Dear NEMO community,
NEMO v5.0-beta is now available!
To checkout the 5.0-beta release:
git clone --branch 5.0-beta NEMO Workspace / Nemo · GitLab nemo_5.0-beta
See the highlights summarized below and please visit the Gitlab tag for more detailed information on the improvements made in terms of physics, sea ice, biogeochemistry, performance and more! Please pay special attention to the notes on changes made to the cpp keys and namelist parameters. We welcome users to test this beta release and return feedback to us via the NEMO user chat, Discourse.
Highlights
The 5.0-beta release marks a significant stride forward for NEMO in terms of optimization and efficiency. The implementation of a new Runge-Kutta 3rd order temporal scheme (via cpp key: key_RK3) along with extensive optimizations, has substantially enhanced the code’s performance. We observe more than a doubling in speed compared to NEMO 4.x versions. Within this acceleration, one-third is attributed to optimization efforts, while two-thirds are credited to the implementation of RK3 in place of the original Modified Leap-Frog (MLF) time-stepping scheme. These speed improvements have been observed in ocean-ice global simulations conducted at two distinct resolutions: 1/4° eORCA025 and 1° eORCA1. RK3 enables a doubling of the time step, and eORCA1 can now permit a time step of 2 hours. Further improvements to performance are available via the new delayed MPI communications (ln_mppdelay), loop tiling functionalities (ln_tile), and parallel “sister” grids when using AGRIF grid refinement. The code has also been entirely reshuffled and can now only run with 2 halos (nn_hls=2).
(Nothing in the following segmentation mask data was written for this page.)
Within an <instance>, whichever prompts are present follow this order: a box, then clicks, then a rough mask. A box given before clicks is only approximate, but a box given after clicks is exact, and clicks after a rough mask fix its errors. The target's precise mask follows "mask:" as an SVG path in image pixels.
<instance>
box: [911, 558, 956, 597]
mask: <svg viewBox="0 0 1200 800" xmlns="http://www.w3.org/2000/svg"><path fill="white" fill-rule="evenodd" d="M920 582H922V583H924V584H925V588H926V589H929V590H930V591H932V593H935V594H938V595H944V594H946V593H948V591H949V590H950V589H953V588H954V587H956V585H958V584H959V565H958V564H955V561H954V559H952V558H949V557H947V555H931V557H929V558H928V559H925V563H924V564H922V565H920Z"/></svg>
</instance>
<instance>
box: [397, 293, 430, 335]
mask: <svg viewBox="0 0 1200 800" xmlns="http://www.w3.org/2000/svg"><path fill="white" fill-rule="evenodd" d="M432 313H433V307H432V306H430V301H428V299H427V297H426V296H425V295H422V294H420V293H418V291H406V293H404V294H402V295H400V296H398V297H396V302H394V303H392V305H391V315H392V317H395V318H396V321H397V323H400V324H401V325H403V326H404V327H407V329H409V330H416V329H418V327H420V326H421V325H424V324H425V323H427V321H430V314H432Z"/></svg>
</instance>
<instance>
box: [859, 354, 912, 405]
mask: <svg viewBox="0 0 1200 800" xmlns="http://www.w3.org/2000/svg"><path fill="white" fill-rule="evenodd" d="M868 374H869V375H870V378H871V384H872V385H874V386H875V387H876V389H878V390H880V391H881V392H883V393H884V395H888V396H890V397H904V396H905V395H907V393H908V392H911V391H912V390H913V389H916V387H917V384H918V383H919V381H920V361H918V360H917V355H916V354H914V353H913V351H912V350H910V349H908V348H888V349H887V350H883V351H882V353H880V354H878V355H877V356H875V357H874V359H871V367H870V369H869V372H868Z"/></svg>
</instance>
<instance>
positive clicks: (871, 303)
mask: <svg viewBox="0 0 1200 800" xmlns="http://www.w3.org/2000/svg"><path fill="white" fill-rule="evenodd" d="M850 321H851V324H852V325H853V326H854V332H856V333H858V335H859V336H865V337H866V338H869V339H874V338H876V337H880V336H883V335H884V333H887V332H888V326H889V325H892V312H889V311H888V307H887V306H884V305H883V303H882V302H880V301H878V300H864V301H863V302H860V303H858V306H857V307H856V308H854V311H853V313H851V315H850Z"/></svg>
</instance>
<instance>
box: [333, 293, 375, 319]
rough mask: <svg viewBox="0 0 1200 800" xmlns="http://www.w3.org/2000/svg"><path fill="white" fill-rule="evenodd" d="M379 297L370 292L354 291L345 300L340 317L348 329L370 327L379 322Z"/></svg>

NEMO 5.0-beta also brings with it the first steps towards compatibility with hybrid CPU-GPU computing by integrating PSyclone source-code processing into the build system. With 5.0-beta, passthrough testing (where code is processed by PSyclone but not transformed) of all SETTE configurations with the latest release version of PSyclone is successful. Ultimately, this source-code transformation facility can be used to identify computational kernels and insert compiler directives in order to exploit parallelism. Achieving optimal performance by this method is not yet fully automatic but the transformations will be capable of generating code which will compile and run using GPU resources. At this stage, support for Nvidia compilers and hardware is more mature but progress is underway to generalize the approach towards a wider range of platforms. Any beta testing in support of this goal is strongly encouraged.
NEMO 5.0 is the last version supporting both temporal schemes, MLF and RK3. Subsequent versions will no longer include MLF.